Q&A with Solomon Lowery
Born and raised in Carrabelle, Fla., alumnus Solomon J. Lowery, Ed.D., joined the Army right out of high school, serving two years of active duty and four years in the Reserve. Lowery went on to pursue his undergraduate degree in criminal justice from Florida Agricultural and Mechanical University (FAMU) in 2003 as a student-athlete. After graduating, he relocated to St. Petersburg, Fla., where he continued his pursuit of academic excellence. Shortly after entering the field of education he embraced the expectation to do more. He has served his community in a variety of civic, social, and academic endeavors towards enhancing the overall quality of life and opportunities afforded to others. Lowery has been blessed with a beautiful wife, Denita Lowery, and four adorable children, Simone, Sierra, Solomon Jr., and Sakai. Lowery and his wife are strong and supportive parents to their children and those they serve throughout the community. They have a plethora of diverse experiences and currently work within the Pinellas County School System where Lowery serves as principal of Thurgood Marshall Fundamental Middle School.
Join us in a Q&A as we follow Lowery’s FAMU journey to success:
What influenced you in deciding to attend FAMU and in choosing your major?
The close-to-home and family atmosphere that FAMU fostered convinced me early on that this is where I wanted to attend college. While at Carrabelle High School, I was a member of [FAMU’s ]Black Male College Explorer Program where Tommy Mitchell and Adel Manatee really embraced and nurtured me as a young man. FAMU was my home away from home.
I majored in criminal justice because I saw a need to inform others of the decision-making within our criminal justice system. While working in the criminal justice system, I became rather frustrated with seeing individuals who looked just like me on the opposite side of the bars. My caseload list overflowed with young Black males who had committed various crimes and violations. I felt that as a young African-American male myself, it was my civic responsibility to do something to make a difference in these men’s lives. By the time I encountered them within the criminal justice system, it was almost too late to positively assist many of them. I then decided to volunteer in the school during my internships with the criminal justice program. I worked with many local schools including FAMU DRS. Once I graduated and started my career, I continued to volunteer and work within the community. I loved working in the school atmosphere. For many years, people would say to me that education is my calling and no matter how hard I fought against that idea, I was still drawn to helping the youth. I made the decision to get my teaching credentials from the University of South Florida and went on to pursue my master’s and doctorate degrees in education leadership from National Louis University and Argosy University.
What advice do you have for incoming students today?
Take advantage of every opportunity afforded to you.
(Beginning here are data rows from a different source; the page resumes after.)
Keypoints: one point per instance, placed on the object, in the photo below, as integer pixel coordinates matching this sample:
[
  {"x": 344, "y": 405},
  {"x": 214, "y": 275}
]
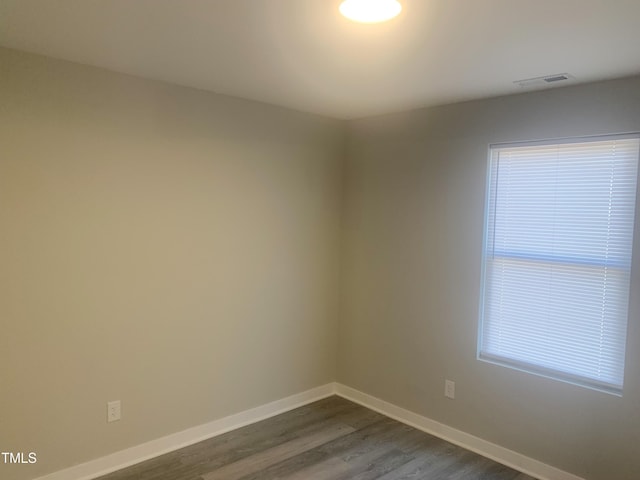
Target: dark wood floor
[{"x": 332, "y": 439}]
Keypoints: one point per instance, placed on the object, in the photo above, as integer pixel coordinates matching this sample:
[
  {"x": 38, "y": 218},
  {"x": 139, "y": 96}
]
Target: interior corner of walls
[{"x": 154, "y": 448}]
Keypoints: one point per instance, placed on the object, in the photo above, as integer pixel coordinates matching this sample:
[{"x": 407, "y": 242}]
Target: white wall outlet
[
  {"x": 113, "y": 411},
  {"x": 449, "y": 389}
]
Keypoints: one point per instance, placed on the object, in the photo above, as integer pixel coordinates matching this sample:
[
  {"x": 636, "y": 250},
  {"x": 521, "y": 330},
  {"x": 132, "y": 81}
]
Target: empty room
[{"x": 319, "y": 239}]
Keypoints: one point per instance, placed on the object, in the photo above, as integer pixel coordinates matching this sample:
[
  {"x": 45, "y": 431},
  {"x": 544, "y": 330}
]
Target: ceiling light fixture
[{"x": 370, "y": 11}]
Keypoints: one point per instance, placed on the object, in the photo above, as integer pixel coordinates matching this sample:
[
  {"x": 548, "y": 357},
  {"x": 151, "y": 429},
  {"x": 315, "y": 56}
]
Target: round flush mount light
[{"x": 370, "y": 11}]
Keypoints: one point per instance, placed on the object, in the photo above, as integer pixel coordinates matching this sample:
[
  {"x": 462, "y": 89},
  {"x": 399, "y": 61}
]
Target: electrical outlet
[
  {"x": 449, "y": 389},
  {"x": 113, "y": 411}
]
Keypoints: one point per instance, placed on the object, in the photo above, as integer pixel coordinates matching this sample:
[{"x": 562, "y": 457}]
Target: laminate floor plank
[{"x": 332, "y": 439}]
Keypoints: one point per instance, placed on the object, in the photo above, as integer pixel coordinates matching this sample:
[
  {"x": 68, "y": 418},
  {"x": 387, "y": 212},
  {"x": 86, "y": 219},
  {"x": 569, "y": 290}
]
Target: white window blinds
[{"x": 557, "y": 258}]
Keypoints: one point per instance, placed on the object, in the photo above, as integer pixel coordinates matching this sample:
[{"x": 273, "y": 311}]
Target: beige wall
[
  {"x": 415, "y": 187},
  {"x": 170, "y": 248}
]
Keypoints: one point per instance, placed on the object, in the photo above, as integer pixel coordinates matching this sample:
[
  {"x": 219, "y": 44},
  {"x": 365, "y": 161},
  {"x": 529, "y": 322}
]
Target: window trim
[{"x": 517, "y": 365}]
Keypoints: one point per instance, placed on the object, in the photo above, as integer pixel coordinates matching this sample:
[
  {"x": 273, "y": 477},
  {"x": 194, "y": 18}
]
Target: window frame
[{"x": 515, "y": 364}]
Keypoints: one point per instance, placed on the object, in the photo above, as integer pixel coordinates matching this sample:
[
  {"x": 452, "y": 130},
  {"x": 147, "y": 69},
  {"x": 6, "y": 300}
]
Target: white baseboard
[
  {"x": 502, "y": 455},
  {"x": 131, "y": 456}
]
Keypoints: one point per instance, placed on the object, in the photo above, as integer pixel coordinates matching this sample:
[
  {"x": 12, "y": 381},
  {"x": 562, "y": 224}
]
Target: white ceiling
[{"x": 302, "y": 54}]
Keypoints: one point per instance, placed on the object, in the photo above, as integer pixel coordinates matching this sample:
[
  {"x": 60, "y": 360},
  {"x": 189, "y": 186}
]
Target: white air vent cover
[{"x": 546, "y": 80}]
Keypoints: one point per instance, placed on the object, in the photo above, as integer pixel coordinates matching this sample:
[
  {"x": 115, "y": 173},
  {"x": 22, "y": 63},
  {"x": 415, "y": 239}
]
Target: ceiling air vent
[{"x": 546, "y": 80}]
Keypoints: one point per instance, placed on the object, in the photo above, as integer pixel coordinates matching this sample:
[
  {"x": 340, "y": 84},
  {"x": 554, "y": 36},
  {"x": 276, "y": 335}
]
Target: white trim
[
  {"x": 131, "y": 456},
  {"x": 502, "y": 455}
]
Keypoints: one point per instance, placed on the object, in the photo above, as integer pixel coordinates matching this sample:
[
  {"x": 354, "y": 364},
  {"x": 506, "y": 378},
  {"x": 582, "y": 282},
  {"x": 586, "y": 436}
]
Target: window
[{"x": 557, "y": 258}]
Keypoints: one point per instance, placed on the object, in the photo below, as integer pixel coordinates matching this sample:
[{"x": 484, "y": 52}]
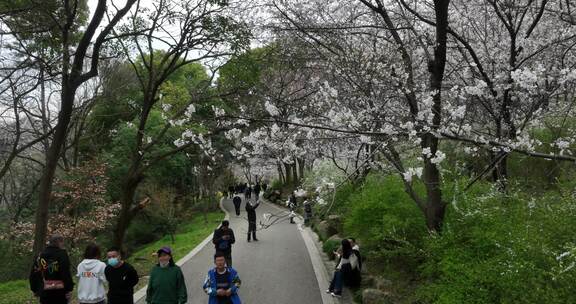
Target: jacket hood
[{"x": 90, "y": 264}]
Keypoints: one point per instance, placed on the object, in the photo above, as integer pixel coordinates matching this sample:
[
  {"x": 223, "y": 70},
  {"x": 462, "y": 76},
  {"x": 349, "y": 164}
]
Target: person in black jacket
[
  {"x": 50, "y": 277},
  {"x": 121, "y": 277},
  {"x": 237, "y": 201},
  {"x": 251, "y": 210},
  {"x": 223, "y": 239},
  {"x": 248, "y": 192},
  {"x": 257, "y": 190}
]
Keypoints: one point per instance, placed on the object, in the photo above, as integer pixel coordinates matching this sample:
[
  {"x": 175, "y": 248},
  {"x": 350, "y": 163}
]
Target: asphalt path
[{"x": 275, "y": 270}]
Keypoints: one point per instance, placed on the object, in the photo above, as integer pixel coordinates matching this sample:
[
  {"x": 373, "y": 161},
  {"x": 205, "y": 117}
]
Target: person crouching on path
[
  {"x": 347, "y": 264},
  {"x": 223, "y": 239},
  {"x": 91, "y": 277},
  {"x": 121, "y": 277},
  {"x": 237, "y": 201},
  {"x": 222, "y": 282},
  {"x": 166, "y": 284},
  {"x": 251, "y": 211}
]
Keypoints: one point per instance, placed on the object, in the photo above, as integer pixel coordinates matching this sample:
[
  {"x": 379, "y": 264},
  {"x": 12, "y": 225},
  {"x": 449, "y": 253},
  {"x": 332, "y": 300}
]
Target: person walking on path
[
  {"x": 307, "y": 212},
  {"x": 257, "y": 190},
  {"x": 292, "y": 207},
  {"x": 248, "y": 192},
  {"x": 166, "y": 284},
  {"x": 343, "y": 275},
  {"x": 91, "y": 277},
  {"x": 251, "y": 211},
  {"x": 237, "y": 201},
  {"x": 223, "y": 239},
  {"x": 222, "y": 283},
  {"x": 50, "y": 277},
  {"x": 121, "y": 277}
]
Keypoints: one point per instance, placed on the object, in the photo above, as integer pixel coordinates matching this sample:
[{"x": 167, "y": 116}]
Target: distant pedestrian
[
  {"x": 248, "y": 192},
  {"x": 223, "y": 239},
  {"x": 50, "y": 278},
  {"x": 222, "y": 282},
  {"x": 251, "y": 211},
  {"x": 347, "y": 264},
  {"x": 292, "y": 207},
  {"x": 121, "y": 277},
  {"x": 166, "y": 284},
  {"x": 91, "y": 277},
  {"x": 237, "y": 201},
  {"x": 257, "y": 189}
]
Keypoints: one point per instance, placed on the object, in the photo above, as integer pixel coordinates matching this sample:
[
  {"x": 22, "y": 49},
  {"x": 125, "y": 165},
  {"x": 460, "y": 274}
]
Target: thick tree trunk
[
  {"x": 52, "y": 156},
  {"x": 281, "y": 173},
  {"x": 288, "y": 170},
  {"x": 301, "y": 166},
  {"x": 435, "y": 207},
  {"x": 295, "y": 171},
  {"x": 127, "y": 210}
]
You have to take life by the horns and engage yourself in education. You must take it seriously in order to reach your fullest potential.
What was your favorite course at FAMU and why?
I actually remember two courses that were my favorite for different reasons. One course was my freshman experience class, which was very beneficial to me because it provided an opportunity to create a network with my peers and share the college experience of being a new student at Florida A&M University. The other course was my criminal justice research methods class that I took with professor Felicia Dix-Richardson, Ph.D. She was very competent and took her job seriously. Professor Dix-Richardson not only challenged me academically but mentally and philosophically as well. She also provided the guidance I needed to master the content of the course. In addition, she always inspired me and kept pushing me to do more than settling for what is required. She encouraged her students to get out in the field and immerse themselves by conducting research, as well as reading and learning more about the criminal justice and legal policies that are set in place.
What was your best memory of FAMU?
My best memory of FAMU is that it fostered a real sense of community and a great sense of pride of being a Rattler. The overall atmosphere on campus gave students a deep admiration for our people and engrained a mission to continue to pursue opportunities to make a change for our community as a whole.
What is your personal mission statement?
My mission is to work collaboratively with the school, community, and students to promote a safe learning environment for all while promoting citizenship and lifelong learning.